What more tools am I gonna need to do my gears?


So i've been reading alot back and forth about installing gears. I've never done anything quite that complicated before but im going to be going to school for automotive so I'd feel like an idiot paying someone else to do it for me. I could devote a couple days to it if I really needed to, so I think ill give it a try. Just wondering about tools i'll need.

Stuff I already got:

Basics like wrenches and stuff
Couple Torque Wrench's (Do I need one of those rolling torque ones?)
Dial Indicator
Carrier bearing puller
Some 2-3 jaw pullers

Do I need?

Press (I have a good ball joint press but I dont think there is enough attachments to do some of this stuff, you dont really need a hydraulic press do you? If not what do you use to press all these bearings on?)
More pullers (Can you pull the pinion bearing off with a 3 jaw?)
Housing spreader (i've heard some jig rigged ways to get around using one, will it still come out decent if I dont? They have them on ebay for like 180 bucks so i'm leaning toward just getting one.)
Anything else I missed?

If it helps i'm doing a D30/8.25


New member
Wait til you're in school and get somebody to help you. They'll have all the tools. Maybe you could get extra credit!!!


New member
The 8.25 requires a special tool for reaching down the tube and setting the carrier preload. Search for instructions on how to make one.


New member
You can't pull the bearings with a 3-jaw puller. It'll damage the cage and inner race. You should be able to get it with the carrier bearing puller.
You need a dial indicating inch-pound torque wrench.
Setup bearings are nice to have, but not necessary
Race drivers are also handy
You didn't mention it, but if the axle's still in the wagon, a set of tall jack stands (24"-30") make life much easier.
You don't need a press. you can carefully tap(pound?) the bearings on with a hammer and a correctly sized length of soft iron pipe.
A big vise is helpful to hold the carrier for final torque on the ring gear bolts.
A big pipe wrench comes in handy for holding the pinion yoke while you're loosening/torquing the pinion nut.
The 8.25 axle doesn't use a carrier spreader. You have to use the above mentioned pre-load adjustment tools. You can make those from a 3 foot length of square or hex stock and a 36mm nut (an old front spindle nut is perfect) Having 2 is even better, but not necessary.
You can set up a D-30 or -35 without a spreader, but you have one more step where you add the shims for pre-load and re-check backlash after you get everything set up.


New member
I didn't have a press. To get my bearings on I put the carrier or the pinion gear in the freezer and heated the bearings up in oil on the stove. Slid right on for me. I made setup bearings to pull on and off before final assembly.

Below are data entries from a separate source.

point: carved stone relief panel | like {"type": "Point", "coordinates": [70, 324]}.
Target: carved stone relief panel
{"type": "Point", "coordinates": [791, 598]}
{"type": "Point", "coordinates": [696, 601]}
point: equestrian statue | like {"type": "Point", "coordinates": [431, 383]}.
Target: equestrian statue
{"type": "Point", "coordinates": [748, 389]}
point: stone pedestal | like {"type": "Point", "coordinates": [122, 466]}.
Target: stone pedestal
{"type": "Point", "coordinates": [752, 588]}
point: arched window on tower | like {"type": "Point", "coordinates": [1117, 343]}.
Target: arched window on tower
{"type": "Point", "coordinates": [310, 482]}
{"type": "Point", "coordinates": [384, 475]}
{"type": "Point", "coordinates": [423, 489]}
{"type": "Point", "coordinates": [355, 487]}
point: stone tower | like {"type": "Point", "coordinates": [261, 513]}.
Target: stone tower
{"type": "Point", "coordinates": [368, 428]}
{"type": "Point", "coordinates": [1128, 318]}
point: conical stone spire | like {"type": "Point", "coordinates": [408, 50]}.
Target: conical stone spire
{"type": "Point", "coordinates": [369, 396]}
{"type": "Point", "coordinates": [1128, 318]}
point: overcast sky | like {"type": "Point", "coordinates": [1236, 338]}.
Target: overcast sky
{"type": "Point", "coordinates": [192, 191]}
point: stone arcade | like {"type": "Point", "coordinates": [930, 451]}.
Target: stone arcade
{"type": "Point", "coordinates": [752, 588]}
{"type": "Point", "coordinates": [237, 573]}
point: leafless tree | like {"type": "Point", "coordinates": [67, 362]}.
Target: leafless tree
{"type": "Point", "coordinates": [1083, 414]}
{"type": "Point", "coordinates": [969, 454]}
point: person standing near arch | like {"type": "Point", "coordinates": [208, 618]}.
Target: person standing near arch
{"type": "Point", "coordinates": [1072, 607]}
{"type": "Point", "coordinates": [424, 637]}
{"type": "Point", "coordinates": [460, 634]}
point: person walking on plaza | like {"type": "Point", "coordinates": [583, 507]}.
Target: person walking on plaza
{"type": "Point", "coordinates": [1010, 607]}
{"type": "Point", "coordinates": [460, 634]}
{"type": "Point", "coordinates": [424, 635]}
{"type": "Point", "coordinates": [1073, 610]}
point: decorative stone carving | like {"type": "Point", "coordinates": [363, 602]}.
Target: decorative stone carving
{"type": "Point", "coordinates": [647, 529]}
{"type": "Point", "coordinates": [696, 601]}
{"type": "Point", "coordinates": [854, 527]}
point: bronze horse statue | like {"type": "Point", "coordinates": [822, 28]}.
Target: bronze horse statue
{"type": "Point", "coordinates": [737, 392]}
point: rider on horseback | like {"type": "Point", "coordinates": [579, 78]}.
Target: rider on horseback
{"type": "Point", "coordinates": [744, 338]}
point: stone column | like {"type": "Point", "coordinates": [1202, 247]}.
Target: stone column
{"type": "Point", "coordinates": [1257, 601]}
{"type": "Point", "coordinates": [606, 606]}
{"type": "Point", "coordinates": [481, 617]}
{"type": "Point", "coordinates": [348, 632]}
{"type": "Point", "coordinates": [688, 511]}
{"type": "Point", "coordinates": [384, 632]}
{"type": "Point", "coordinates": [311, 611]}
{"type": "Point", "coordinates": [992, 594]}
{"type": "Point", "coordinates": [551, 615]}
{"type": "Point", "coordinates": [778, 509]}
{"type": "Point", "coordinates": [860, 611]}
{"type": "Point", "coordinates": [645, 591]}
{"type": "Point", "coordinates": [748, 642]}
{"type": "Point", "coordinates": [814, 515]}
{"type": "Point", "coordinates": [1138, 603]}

I used a beam style torque wrench for pinion preload. Cheaper than a dial style from what I could find.


New member
I used a beam style torque wrench for pinion preload. Cheaper than a dial style from what I could find.
Good point. 'Beam or dial indicator style both works well for preload. The click style wouldn't be as easy to use(you could, but it would be a royal pain in the butt)
Here's a video clip of pre-load set with a crush sleeve on a Ford 8.8.
The procedure is the same for both the Chrysler and Dana axles except you have a yoke instead of a companion flange(this is where you can use a pipe wrench). 'Have to look up the proper pre-load for whatever axle you're doing.